Revealing flaws is the only way to tackle them, and the only way to reveal them in the first place is to look for them by asking the right questions. There may not necessarily be a flaw in a nonprofit’s workings, but there is likely to be a better, more efficient way to use resources—or a problem in need of an inventive solution.
The main takeaway is this: It’s better to see the problems and fix them than to bury your head in the sand and to fail permanently. And, of course, the only way to see the problems is to take a cold hard look by asking questions that serve as prompts.
Here are three such questions a nonprofit might ask.
1. Are we getting anywhere?
Profit and loss statements notwithstanding, it can be hard to see whether a nonprofit is realizing its aims. Let’s say your nonprofit helps rescue abused pets. You may be raising a lot of money from donors, but how many pets are you actually rescuing? How much of the money you raise is going to your organization’s real goals? What are your specific goals within a specific time frame? The only way to know the answers to these questions is to set it all out in writing.
Sticking to the same example: Is your goal only to rescue pets or to also find good homes for them for the long term? Do you want to provide a temporary dwelling for the pets on site, or would you rather develop a list of temporary pet foster homes? Would it be better to have volunteer veterinarians serving the animals in shifts or to have a fulltime vet on staff?
Keep track of your organization’s work and revisit your game plan to see whether you’re meeting your specs. If not, you may have to change your strategy or, possibly, your goals. Be realistic about your limitations, but be open to new possibilities and even to the option of moving the goalpost forward.
2. Are we flexible enough to move with the times?
Once upon a time, a nonprofit could depend on a core group of donors who responded to snail mail requests with sizeable checks. But the entire landscape of nonprofit organizations has changed. Today, there is the Internet and dozens of social media networks just waiting to be plumbed. For instance, car-donation program Kars4Kids, which I blog, was one of the first nonprofits to exploit the world of social media. It now has some 10 active and successful social media profiles.
If you haven’t yet hired a social media director, get yourself one. If you can afford it, hire a blogger as well. There can be a symbiotic relationship between the various social media outlets if you use them as you should. Has your blogger posted a new post on your nonprofit blog? Your social media person will want to share and tweet the post wherever possible. Kars4Kids, for instance, sponsors summer camp tuition for many needy children and makes sure to pin photos of campers to its Pinterest bulletin board.

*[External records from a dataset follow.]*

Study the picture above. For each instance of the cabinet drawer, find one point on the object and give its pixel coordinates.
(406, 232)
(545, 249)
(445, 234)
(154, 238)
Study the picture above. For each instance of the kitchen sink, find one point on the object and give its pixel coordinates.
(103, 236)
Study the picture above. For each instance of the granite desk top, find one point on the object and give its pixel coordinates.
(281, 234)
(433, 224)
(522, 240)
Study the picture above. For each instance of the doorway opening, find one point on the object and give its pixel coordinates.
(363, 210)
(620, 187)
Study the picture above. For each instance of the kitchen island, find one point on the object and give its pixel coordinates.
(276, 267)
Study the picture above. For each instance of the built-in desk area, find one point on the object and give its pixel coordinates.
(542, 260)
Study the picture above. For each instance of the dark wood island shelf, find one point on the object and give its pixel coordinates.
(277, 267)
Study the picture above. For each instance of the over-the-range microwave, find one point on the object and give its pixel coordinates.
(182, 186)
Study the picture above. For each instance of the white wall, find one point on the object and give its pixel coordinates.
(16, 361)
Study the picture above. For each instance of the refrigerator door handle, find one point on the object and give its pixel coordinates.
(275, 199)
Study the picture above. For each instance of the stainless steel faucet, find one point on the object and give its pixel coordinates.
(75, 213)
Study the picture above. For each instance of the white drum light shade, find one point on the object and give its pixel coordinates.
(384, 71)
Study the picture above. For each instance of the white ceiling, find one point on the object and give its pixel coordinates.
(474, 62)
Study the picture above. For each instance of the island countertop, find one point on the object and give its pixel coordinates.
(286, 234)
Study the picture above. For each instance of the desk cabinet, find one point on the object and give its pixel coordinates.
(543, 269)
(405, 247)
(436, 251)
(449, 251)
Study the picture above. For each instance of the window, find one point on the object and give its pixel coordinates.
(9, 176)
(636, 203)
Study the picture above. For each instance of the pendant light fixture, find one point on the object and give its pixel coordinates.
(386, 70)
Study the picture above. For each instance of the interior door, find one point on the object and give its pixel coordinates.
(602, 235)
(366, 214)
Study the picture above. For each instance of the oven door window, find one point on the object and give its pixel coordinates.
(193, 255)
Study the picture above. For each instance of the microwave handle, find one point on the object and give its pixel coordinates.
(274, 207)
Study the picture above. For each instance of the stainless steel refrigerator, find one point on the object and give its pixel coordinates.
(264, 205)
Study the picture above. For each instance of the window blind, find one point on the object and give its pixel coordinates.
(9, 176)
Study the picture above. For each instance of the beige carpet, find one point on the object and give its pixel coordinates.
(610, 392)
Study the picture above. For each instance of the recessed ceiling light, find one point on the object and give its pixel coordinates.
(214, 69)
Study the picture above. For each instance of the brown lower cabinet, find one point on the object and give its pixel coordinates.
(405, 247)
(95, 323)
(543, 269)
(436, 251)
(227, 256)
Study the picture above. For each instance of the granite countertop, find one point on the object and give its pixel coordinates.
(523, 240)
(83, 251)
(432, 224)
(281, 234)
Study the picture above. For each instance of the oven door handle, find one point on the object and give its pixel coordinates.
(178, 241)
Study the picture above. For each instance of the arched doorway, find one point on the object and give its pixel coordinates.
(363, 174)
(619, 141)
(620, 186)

Watch your metrics to see which blog posts attract the target audience of your nonprofit, and refine blog topics and blog category and verticals as needed. Be on the lookout for new audiences, too. Keep abreast of trends to keep current the content you share.

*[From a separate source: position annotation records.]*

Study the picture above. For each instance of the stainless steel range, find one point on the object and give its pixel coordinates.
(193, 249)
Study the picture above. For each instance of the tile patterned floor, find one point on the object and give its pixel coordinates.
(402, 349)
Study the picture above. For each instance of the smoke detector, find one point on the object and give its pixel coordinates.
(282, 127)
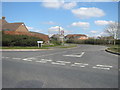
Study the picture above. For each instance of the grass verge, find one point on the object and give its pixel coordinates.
(24, 48)
(114, 48)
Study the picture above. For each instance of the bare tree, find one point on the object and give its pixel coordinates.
(113, 30)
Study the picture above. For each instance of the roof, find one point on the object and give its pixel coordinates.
(9, 26)
(75, 35)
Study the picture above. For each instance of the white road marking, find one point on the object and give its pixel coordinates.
(5, 57)
(78, 65)
(26, 60)
(101, 68)
(41, 61)
(16, 58)
(104, 66)
(81, 63)
(46, 60)
(58, 63)
(52, 54)
(63, 62)
(76, 55)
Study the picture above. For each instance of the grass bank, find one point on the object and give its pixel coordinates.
(24, 47)
(114, 48)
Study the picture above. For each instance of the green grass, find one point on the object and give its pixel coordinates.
(44, 47)
(24, 47)
(114, 48)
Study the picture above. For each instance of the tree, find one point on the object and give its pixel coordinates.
(113, 29)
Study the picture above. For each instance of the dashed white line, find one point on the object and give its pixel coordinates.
(76, 55)
(26, 60)
(41, 61)
(101, 68)
(46, 60)
(58, 63)
(104, 66)
(5, 57)
(63, 62)
(16, 58)
(81, 63)
(78, 65)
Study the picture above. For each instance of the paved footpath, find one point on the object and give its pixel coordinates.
(85, 66)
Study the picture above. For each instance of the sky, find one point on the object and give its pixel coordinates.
(89, 18)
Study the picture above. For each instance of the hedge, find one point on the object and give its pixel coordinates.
(19, 40)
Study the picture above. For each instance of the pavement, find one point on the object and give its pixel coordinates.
(85, 66)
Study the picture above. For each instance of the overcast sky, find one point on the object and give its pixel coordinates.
(88, 18)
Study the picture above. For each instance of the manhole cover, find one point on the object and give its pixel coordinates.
(29, 84)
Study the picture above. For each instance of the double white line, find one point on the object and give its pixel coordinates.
(105, 67)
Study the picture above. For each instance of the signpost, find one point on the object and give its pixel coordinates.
(39, 42)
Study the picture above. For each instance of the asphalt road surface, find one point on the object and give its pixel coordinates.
(86, 66)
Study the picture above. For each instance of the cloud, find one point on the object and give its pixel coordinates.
(53, 4)
(103, 22)
(29, 27)
(49, 23)
(58, 4)
(81, 24)
(69, 5)
(85, 13)
(94, 32)
(55, 28)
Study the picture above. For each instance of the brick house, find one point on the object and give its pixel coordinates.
(20, 29)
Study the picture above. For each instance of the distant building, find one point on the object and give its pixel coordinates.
(76, 37)
(17, 27)
(20, 29)
(57, 37)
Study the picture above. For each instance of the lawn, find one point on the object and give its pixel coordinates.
(24, 47)
(114, 48)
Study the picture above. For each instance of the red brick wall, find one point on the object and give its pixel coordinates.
(44, 37)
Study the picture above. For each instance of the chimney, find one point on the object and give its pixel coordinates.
(3, 18)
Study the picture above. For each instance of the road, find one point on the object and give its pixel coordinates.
(85, 66)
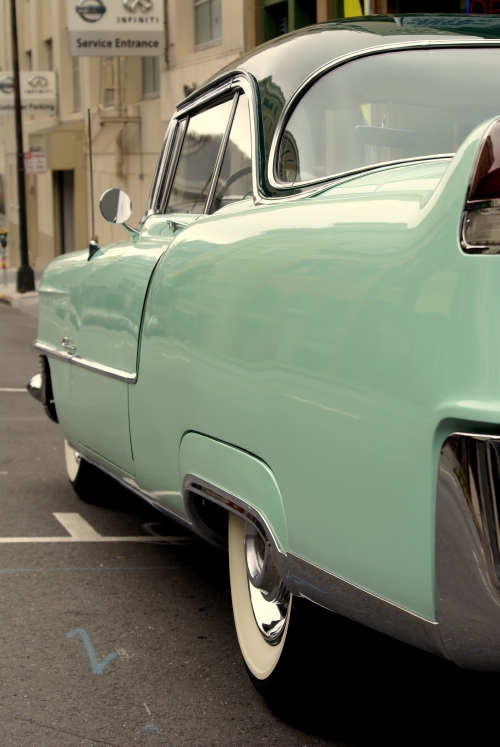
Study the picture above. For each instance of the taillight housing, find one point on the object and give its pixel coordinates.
(481, 222)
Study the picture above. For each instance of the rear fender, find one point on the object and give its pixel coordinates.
(236, 474)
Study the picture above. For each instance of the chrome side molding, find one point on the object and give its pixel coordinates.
(306, 580)
(40, 387)
(77, 360)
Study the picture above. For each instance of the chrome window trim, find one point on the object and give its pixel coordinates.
(161, 170)
(307, 580)
(272, 175)
(220, 155)
(77, 360)
(180, 131)
(235, 81)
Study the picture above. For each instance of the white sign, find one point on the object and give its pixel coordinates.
(35, 162)
(38, 92)
(115, 27)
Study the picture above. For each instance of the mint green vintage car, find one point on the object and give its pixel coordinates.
(297, 353)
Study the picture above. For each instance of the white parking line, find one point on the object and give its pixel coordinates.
(81, 531)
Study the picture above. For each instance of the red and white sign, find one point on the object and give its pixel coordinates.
(35, 162)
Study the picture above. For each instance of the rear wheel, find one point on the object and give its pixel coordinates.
(261, 603)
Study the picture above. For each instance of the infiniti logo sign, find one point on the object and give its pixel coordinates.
(38, 81)
(132, 5)
(7, 84)
(91, 10)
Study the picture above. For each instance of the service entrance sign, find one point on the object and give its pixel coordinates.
(115, 27)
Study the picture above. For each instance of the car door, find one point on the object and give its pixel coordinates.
(212, 170)
(106, 365)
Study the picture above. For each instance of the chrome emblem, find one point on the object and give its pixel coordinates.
(7, 84)
(67, 343)
(91, 10)
(38, 81)
(132, 5)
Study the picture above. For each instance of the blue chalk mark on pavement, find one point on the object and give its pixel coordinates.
(97, 666)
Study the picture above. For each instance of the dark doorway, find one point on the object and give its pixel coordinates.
(66, 189)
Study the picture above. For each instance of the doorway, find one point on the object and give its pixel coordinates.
(66, 200)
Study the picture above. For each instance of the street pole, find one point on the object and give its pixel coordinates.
(25, 275)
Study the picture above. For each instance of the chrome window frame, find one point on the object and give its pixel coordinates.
(234, 83)
(161, 170)
(294, 100)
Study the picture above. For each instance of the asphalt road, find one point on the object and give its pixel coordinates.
(130, 643)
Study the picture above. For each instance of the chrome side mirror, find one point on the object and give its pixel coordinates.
(116, 207)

The technological boom and the way it has affected our lives cannot be ignored. These communities represent new ways to engage the public, generate new donors, and tell the story of your nonprofit. Donations can be made with the click of a mouse. Snail mail is so yesterday, and so not environmentally sound.
3. Are we using our resources to best effect?
Resources may refer to money or manpower. In any case, it’s all about removing the chaff from the wheat. Are you funding a program that just isn’t doing what it’s meant to do? Is the staff inefficient? Is there excess spending? Is there a way to change that program and make it more efficient? Don’t be afraid to use any and all tools at your disposal. And don’t shy away from talk about money—budget reviews, for instance. Do you hear those two words and go, “ugh!“
You shouldn’t. Your only concern should be building your nonprofit as best you can.